Zu erwähnen wäre auch, dass sich Bayerns Ministerpräsident Markus Söder nicht nur für eine AKW-Laufzeitverlängerung stark macht, sondern auch dem Ausbau der erneuerbaren Energieträger neuerdings das Wort redet.

Einen Anfang könnte er machen, in dem er auch in diesem Fall auf seine heimische Wirtschaftslobby hört. Die hatte nämlich in Gestalt der Vereinigung der Bayerischen Wirtschaft schon Mitte Januar gefordert die sogenannte 10-H-Regelung abzuschaffen.

Diese Vorschrift, dass die Anlagen mindestens das Zehnfache ihrer Höhe als Abstand zur nächsten Wohnbebauung halten müssen, verhindert südlich des Mains seit Jahren sehr effektiv den Ausbau der Windenergie. Andere Unionspolitiker, wie der Europaabgeordnete Denis Radtke aus dem Braunkohleland Nordrhein-Westfalen möchten hingegen eher die Konfrontation mit Russland nutzen, um den Klimaschutz zurückzuschrauben.

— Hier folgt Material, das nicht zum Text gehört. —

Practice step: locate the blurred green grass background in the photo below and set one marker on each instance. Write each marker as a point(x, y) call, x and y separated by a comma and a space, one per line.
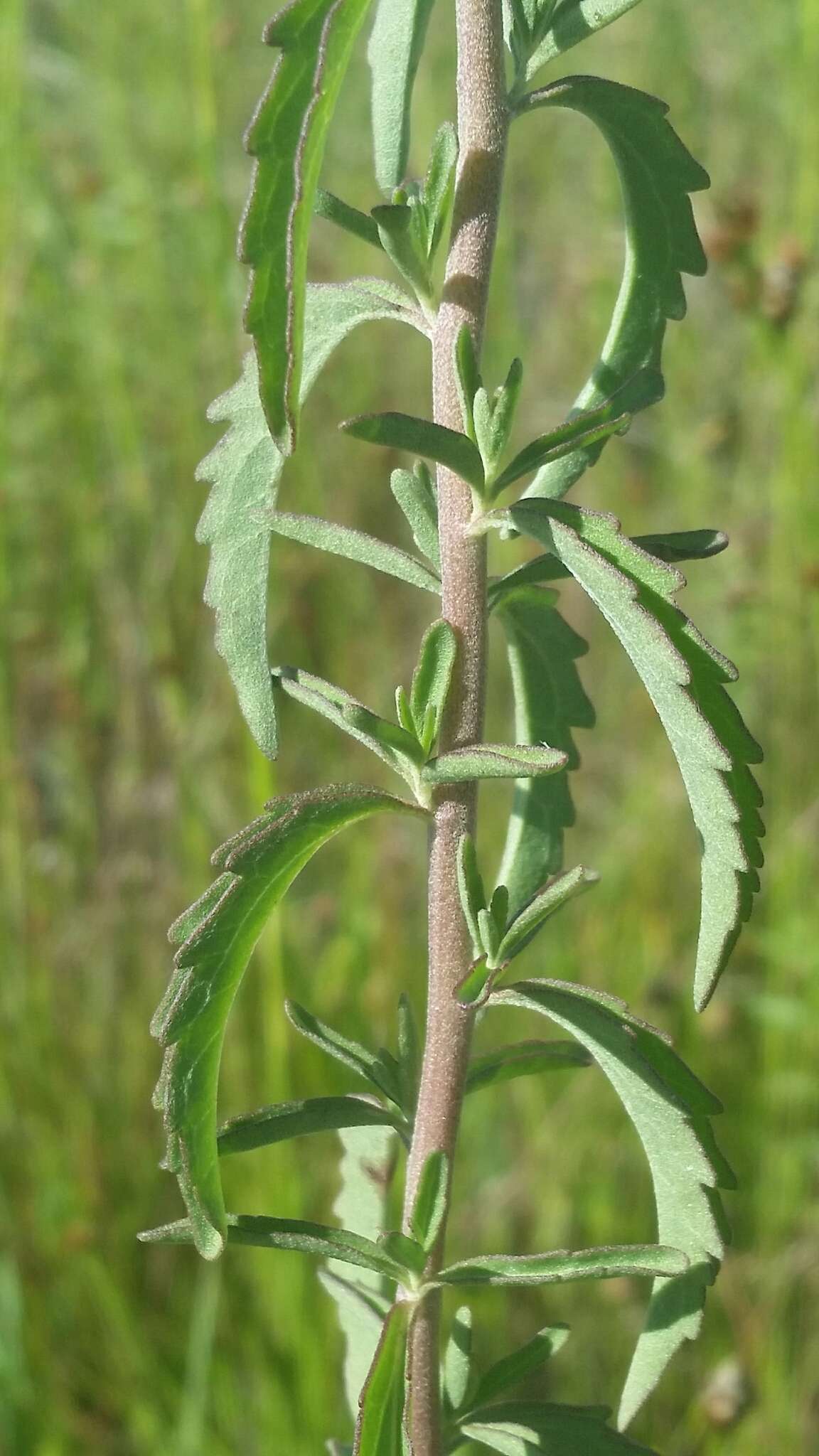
point(124, 762)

Ein Bündnis diverser Umwelt- und Anti-AKW-Organisationen befürchtet bereits einen Roll-Back und spricht sich sowohl gegen Kohle und Atomraft als auch gegen Frackinggas aus. Es müsse eine radikale Energiewende und ein "beschleunigte Durchsetzung der Klimaschutzmaßnahmen zur Einhaltung des 1,5-Grad-Limits" geben.

Rohölpreise: höher, immer höher

Schließlich wäre noch zu berichten, dass der Rohölpreis immer weiter klettert und mit ihm die hiesigen Kraftstoffpreise. Die Grenze von zwei Euro pro Liter Diesel oder Benzin ist längst überschritten, und mit 128,6 US-Dollar für ein 159-Liter-Fass der Sorte Brent war der Ölpreis am gestrigen Dienstag nicht mehr allzu weit von seinem Allzeit-Hoch im Jahre 2008 entfernt.

Der Vergleich mit den Nachbarländern macht allerdings deutlich, dass ein nicht unwesentlicher Teil des Preises durch Steuern und Abgaben entsteht, an denen die neue, vielgeschmähte CO2-Abgabe mit sieben bis acht Cent pro Liter nur einen sehr geringen Anteil hat.

Der hohe Ölpreis wird mit ziemlicher Sicherheit schon bald zusätzliche Schockwellen durch die Weltwirtschaft schicken, aber das hat in dieser Wochenübersicht leider genauso wenig Platz gefunden, wie die Pläne des Wirtschaftsministeriums zum beschleunigten Ausbaus der Erneuerbaren. Demnächst werden vermutlich die ersten Gesetzentwürfe vorliegen, dann gibt es auf Telepolis mehr dazu.